WIGY-FM
- Mexico, Maine; United States;
- Broadcast area: Oxford County, Maine
- Frequency: 100.7 MHz
- Branding: WOXO Country 92.7 & 100.7

Programming
- Format: Country

Ownership
- Owner: Stan Bennett; (Bennett Radio Group, LLC);
- Sister stations: WIGY; WOXO-FM; WPNO; Channel X Radio;

History
- First air date: September 15, 1988
- Former call signs: WTBM (1987–2016); WOXO-FM (2016–2019); WEZR-FM (2019); WRMO-FM (2019–2020);

Technical information
- Licensing authority: FCC
- Facility ID: 46323
- Class: C3
- ERP: 850 watts
- HAAT: 388 meters (1,273 ft)
- Transmitter coordinates: 44°34′56.2″N 70°37′57.2″W﻿ / ﻿44.582278°N 70.632556°W

Links
- Public license information: Public file; LMS;
- Webcast: Listen live (via Live365); Listen live (via MP3);
- Website: woxo.com

= WIGY-FM =

Country music radio station in Mexico, Maine

WIGY-FM (100.7 FM) is a radio station licensed to serve Mexico, Maine. The station is owned by Stan Bennett, through licensee Bennett Radio Group, LLC. Established in 1988 as WTBM, WIGY-FM broadcasts a country music format, which it simulcasts with WOXO-FM 92.7.

==History==
WIGY-FM signed on September 15, 1988, as WTBM, owned by Tanist Broadcasting Corporation and programming country music, album-oriented rock, and adult contemporary music. Mountain Valley Broadcasting bought WTBM in 1990 and converted it to a simulcast of WOXO-FM 92.7. The station took on the WOXO-FM call letters on August 1, 2016; the call sign became available to 100.7 after the 92.7 FM facility became hot adult contemporary station WEZR-FM, with WOXO's country music programming airing on 100.7 FM and on WOXO (1450 AM and 96.9 FM).

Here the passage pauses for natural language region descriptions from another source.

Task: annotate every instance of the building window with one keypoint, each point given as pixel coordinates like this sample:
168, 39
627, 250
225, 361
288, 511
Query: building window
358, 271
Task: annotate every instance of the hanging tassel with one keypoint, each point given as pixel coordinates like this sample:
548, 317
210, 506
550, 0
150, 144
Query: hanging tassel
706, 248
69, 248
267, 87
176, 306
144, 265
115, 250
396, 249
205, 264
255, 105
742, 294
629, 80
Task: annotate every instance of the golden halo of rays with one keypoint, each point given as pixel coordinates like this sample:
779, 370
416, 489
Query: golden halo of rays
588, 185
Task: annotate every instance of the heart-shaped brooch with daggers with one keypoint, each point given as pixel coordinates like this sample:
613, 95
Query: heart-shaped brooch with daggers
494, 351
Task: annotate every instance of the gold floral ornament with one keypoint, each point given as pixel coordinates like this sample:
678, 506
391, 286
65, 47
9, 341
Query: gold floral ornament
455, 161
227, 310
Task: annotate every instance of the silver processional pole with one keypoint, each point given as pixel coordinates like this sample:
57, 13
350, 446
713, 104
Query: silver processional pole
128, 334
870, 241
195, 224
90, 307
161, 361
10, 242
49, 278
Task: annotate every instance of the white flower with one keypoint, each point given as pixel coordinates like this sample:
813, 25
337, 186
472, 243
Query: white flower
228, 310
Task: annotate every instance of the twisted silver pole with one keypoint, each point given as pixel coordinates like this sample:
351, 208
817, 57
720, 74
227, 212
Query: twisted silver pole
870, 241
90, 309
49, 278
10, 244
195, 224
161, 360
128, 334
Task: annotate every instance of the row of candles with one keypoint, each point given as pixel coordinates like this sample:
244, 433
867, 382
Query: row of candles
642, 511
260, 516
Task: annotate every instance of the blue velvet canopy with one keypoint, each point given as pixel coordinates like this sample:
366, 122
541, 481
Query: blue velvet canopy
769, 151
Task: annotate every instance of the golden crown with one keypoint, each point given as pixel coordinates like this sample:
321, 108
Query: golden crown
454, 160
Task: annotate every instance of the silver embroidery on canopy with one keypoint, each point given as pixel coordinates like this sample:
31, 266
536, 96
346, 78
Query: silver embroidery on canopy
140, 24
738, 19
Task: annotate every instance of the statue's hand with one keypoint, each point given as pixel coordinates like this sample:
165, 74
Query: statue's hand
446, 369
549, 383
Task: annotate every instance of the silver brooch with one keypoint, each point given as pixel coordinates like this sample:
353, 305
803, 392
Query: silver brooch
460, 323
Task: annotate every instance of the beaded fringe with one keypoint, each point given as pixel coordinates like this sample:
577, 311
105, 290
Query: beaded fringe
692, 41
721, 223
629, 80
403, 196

In April 2019, the country format moved from WOXO back to WEZR-FM, retaining the simulcast on WOXO-FM. On September 27, 2019, the WEZR-FM call sign moved to 100.7, with 92.7 returning to WOXO-FM; on October 8, 100.7's call sign was changed to WRMO-FM.

WRMO-FM, along with its sister stations, went off the air March 29, 2020, citing financial considerations that included expected reduction in advertising revenue attributed to COVID-19. The stations had been up for sale following the death of owner Dick Gleason in February 2019. A sale of the Gleason Media Group stations to Bennett Radio Group was announced in May 2020, and was consummated on August 5, 2020, at a sale price of $300,000.

On August 9, 2020, WRMO-FM changed its call letters to WIGY-FM; it returned to the air on August 10, once again simulcasting WOXO-FM as "WOXO Country".